UPDATE: Update to handle colons in setting values.
OK, so here you run into one of the implicit defaults of NDesk.Options, which is that in multivalued parameters, both : and = are considered as value separators, meaning that Setting=C:\Path parses as 3 values (Setting, C, \Path) instead of your expected two.
In order to fix that, you simply have to modify the -s option definition to only consider = as a valid separator, by writing "s={=}" instead of "s=".
Original answer, when it was about backslashes.
I have used NDesk.Options, without encountering any issues with quoted paths and backslashes.
Here is my sample program:
public static void Main(string[] args) { string parsedPath = null; Dictionary<string, string> parsedValues = new Dictionary<string, string>(); var set = new OptionSet() { { "p=", "the project path", v => parsedPath = v }, { "s=", "a setting", (m, v) => { parsedValues.Add(m, v); } }, }; set.Parse(args); Console.WriteLine(parsedPath ?? "<NULL>"); foreach (var keyValuePair in parsedValues) { Console.WriteLine(keyValuePair.Key + "::::" + keyValuePair.Value); } }
You will see that there is a difference between your definition and mine: p= means that the option has a required value, while your definition means that p is a boolean flag value.
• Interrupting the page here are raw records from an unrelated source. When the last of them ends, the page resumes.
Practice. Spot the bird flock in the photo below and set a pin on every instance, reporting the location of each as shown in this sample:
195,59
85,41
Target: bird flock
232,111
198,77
I have not run with any problem concerning backslashes, either in the p setting or in the s setting. Could you try running the program with version 0.2.1 of NDesk.Options and show which values fail?
Here are some samples that I ran, which all parsed successfully:
-p=..\Path -p..\Path -pC:\Hello -pHello\World -p"Hello\World" -s"Greeting=Hello\World" -sGreeting="Hello\World" -sGreeting=Hello\World -sGreeting="Hello\My World" -s"Greeting=Hello\My World"
Here are some parses which do produce another result that deserve mention:
-sGreeting=Hello\My World -- // This gives Greeting="Hello\My"
Note: If that changes anything, I ran NDesk.Options with the Options.cs source code file in the project, not with the compiled DLL.